À l’approche des élections municipales à Paris, la tension monte entre les candidats. Rachida Dati, candidate Les Républicains (LR) à la mairie de Paris et désormais ministre de la Culture démissionnaire, a fermement critiqué son rival socialiste Emmanuel Grégoire. Ce dernier avait alerté sur une Paris «menacée» par une alliance «de la droite extrême et de l’extrême droite», évoquant une possible «vague brune» sur la capitale.

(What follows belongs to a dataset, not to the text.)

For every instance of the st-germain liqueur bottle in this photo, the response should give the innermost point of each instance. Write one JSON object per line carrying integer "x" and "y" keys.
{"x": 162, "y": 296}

Interrogée sur ces propos, Rachida Dati a rétorqué : «Vous trouvez ça à la hauteur quand vous connaissez ma vie et mon parcours ?». Elle a qualifié les déclarations de Monsieur Grégoire de «racisme social», soulignant l’existence d’un «plafond de verre dans ce pays pour accéder à des hautes responsabilités» que «cette gauche de l’entre-soi a toujours refusé».
Concernant la sécurité, un thème central de sa campagne, Rachida Dati a promis l’installation de «8000 caméras dans les 7000 rues de Paris» afin d’éliminer les «angles morts». Elle a notamment mentionné des «agressions sexuelles, pour ne pas dire des viols, tous les jours» au Champ-de-Mars.
Par ailleurs, la candidate LR a maintenu son refus de participer à un débat télévisé avant le premier tour, estimant que «les conditions de respect des personnes» n’étaient pas réunies et qu’elle serait «la cible des autres candidats». Elle a affirmé vouloir consacrer «tout son temps» aux Parisiens, reportant un éventuel débat au second tour.
Elle a également commenté le refus de Pierre-Yves Bournazel, candidat Horizons soutenu par Renaissance, de toute alliance de second tour. Pour Rachida Dati, les «masques sont tombés», et la candidature de Bournazel est celle de l’«échec» ou de la «volonté de reconduire cette gauche radicale».